L’apprentissage social montre que les comportements, notamment agressifs, peuvent être acquis par observation et imitation, sous l’influence des modèles et de l’environnement, selon un processus structuré en quatre étapes clés.

5. Théorie des schémas

Notions clés & Définitions

  • Théorie des schémas (Beck) : Approche qui explique que les actions proviennent des cognitions, notamment des schémas, qui donnent du sens au vécu et influencent les pensées automatiques, les émotions et les comportements. Ces schémas sont acquis dans l’enfance ou lors d’expériences précoces et sont souvent stables, automatiques, latents et silencieux, mais activables sous certaines conditions.
  • Schémas : Structures cognitives profondes, stables, automatiques, latentes, acquises précocement, qui donnent un sens au vécu et influencent la perception de soi, des autres, des événements et de l’environnement.
  • Perfectionnisme (schéma) : Exemple de schéma, qui peut se réveiller sous stress, activant des distorsions cognitives, pensées automatiques, et influence négativement la perception de soi et du monde.
  • Schémas latents et silencieux : Schémas qui ne sont pas toujours actifs mais peuvent se déclencher dans certaines conditions, notamment sous stress ou enjeux.
  • Pensées automatiques : Pensées rapides et involontaires qui découlent des schémas, influençant directement les émotions et comportements.
  • Distorsions cognitives : Erreurs de raisonnement ou interprétation qui naissent des schémas, contribuant à des troubles ou dysfonctionnements.
  • Triade cognitive (Beck) : Modèle qui concerne trois domaines de cognition : soi, autrui, et les événements, dans lesquels se manifestent des distorsions cognitives.

Points essentiels

  • Les schémas donnent une interprétation du vécu, sont très ancrés, difficiles à changer, et peuvent être activés sous stress ou enjeux.
  • Ils sont acquis précocement, influencés par l’environnement, les expériences et les messages reçus durant l’enfance.
  • Les schémas peuvent se manifester par des pensées automatiques, qui sont des réponses rapides et souvent inconscientes, et par des distorsions cognitives qui déforment la réalité.
  • La théorie insiste sur le fait qu’on ne peut pas changer un schéma directement, mais on peut agir sur les pensées automatiques pour en atténuer l’impact.
  • La triade cognitive de Beck concerne la perception négative de soi, du monde et de l’avenir, souvent liée à des schémas dysfonctionnels.
  • Les schémas peuvent être perfectionnistes, latents ou activants, et leur activation peut entraîner des distorsions cognitives, qui alimentent des pensées automatiques négatives.

À retenir

La théorie des schémas explique que nos cognitions profondes, acquises précocement, influencent nos pensées automatiques et nos émotions, et que leur activation sous stress peut conduire à des troubles, mais qu’on peut agir sur ces pensées pour modifier leur impact.

6. Distorsions cognitives

Notions clés & Définitions

Impuissance apprise (Seligman) : état résultant d’un apprentissage où l’individu perçoit une absence de maîtrise sur les événements de sa vie, menant à une attitude résignée ou passive.
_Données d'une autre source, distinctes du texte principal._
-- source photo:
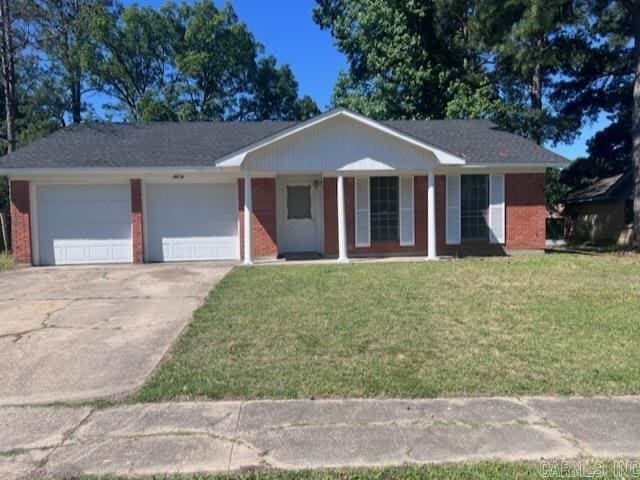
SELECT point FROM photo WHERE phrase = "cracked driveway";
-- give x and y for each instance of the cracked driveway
(79, 333)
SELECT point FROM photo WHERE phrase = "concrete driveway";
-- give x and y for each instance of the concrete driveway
(78, 333)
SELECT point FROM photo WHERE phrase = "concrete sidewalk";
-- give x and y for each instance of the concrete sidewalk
(226, 436)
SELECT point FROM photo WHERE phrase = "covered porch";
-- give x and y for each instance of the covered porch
(347, 216)
(345, 186)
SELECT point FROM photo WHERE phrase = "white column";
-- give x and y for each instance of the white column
(342, 223)
(248, 213)
(431, 217)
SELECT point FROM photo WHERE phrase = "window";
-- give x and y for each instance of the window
(384, 209)
(628, 212)
(475, 207)
(298, 202)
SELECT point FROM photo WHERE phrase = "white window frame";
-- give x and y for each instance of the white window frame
(401, 212)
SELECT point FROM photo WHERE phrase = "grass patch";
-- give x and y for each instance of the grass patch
(483, 470)
(6, 262)
(541, 324)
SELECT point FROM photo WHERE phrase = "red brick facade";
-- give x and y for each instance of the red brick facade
(525, 216)
(20, 222)
(525, 219)
(331, 221)
(136, 221)
(524, 200)
(263, 195)
(526, 211)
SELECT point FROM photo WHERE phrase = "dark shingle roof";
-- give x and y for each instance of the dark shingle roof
(477, 141)
(201, 144)
(616, 187)
(159, 144)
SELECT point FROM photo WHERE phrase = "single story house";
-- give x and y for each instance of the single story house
(601, 213)
(339, 185)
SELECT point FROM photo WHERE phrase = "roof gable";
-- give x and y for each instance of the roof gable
(206, 145)
(442, 155)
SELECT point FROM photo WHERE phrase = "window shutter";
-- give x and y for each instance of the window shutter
(407, 236)
(496, 209)
(363, 218)
(453, 209)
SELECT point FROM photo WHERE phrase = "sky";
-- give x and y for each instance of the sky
(287, 30)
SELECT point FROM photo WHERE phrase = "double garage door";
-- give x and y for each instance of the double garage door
(83, 224)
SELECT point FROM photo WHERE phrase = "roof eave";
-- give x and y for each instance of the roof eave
(236, 159)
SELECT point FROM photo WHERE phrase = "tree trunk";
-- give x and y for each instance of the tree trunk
(9, 74)
(76, 102)
(633, 6)
(635, 131)
(536, 102)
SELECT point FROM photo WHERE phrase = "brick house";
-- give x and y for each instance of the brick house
(339, 185)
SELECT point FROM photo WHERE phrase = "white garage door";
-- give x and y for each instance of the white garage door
(192, 222)
(84, 224)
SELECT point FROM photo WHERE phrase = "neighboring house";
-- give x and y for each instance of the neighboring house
(340, 185)
(601, 213)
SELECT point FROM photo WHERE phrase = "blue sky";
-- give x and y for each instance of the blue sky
(287, 31)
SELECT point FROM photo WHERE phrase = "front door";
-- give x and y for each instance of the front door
(299, 214)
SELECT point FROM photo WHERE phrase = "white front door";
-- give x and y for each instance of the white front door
(189, 222)
(80, 224)
(299, 206)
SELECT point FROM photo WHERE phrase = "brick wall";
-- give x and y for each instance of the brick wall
(20, 222)
(526, 212)
(331, 221)
(136, 221)
(525, 216)
(263, 194)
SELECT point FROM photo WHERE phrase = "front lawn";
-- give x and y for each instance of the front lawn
(482, 471)
(554, 324)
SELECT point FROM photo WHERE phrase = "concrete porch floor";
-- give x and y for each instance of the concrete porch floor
(219, 437)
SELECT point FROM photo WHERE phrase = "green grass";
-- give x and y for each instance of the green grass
(541, 324)
(480, 471)
(6, 262)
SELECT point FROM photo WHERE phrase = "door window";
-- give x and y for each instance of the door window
(298, 202)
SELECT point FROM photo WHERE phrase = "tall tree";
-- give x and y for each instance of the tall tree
(633, 8)
(64, 35)
(602, 75)
(132, 55)
(525, 43)
(274, 95)
(215, 59)
(403, 55)
(8, 54)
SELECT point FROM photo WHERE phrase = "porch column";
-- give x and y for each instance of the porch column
(431, 217)
(342, 222)
(248, 213)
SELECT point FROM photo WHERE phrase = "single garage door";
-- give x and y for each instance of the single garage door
(192, 222)
(84, 224)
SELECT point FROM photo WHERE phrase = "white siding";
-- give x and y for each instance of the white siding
(453, 226)
(339, 143)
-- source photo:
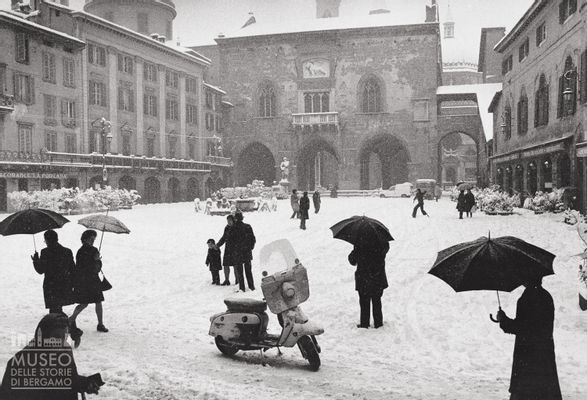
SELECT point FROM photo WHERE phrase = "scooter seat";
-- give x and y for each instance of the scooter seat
(245, 305)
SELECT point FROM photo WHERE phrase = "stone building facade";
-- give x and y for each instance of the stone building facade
(539, 117)
(350, 103)
(150, 92)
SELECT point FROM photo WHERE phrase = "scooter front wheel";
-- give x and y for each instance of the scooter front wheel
(225, 347)
(310, 352)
Elle se généralise même aux situations non expérimentées (Seligman, 1942).

Expérience avec le chien (chocs électriques, passivité) : expérience expérimentale de Seligman où des chiens attachés subissent des chocs électriques, puis deviennent passifs et immobiles face à de nouvelles situations où ils pourraient agir pour éviter les chocs, illustrant la généralisation de l’impuissance apprise.

Attitude résignée/passive : comportement de soumission et de passivité face à des situations perçues comme incontrôlables, conséquence de l’impuissance apprise.

Lien avec la dépression : l’impuissance apprise est utilisée comme modèle pour expliquer certains comportements dépressifs, notamment la passivité et la perte d’initiative face aux difficultés.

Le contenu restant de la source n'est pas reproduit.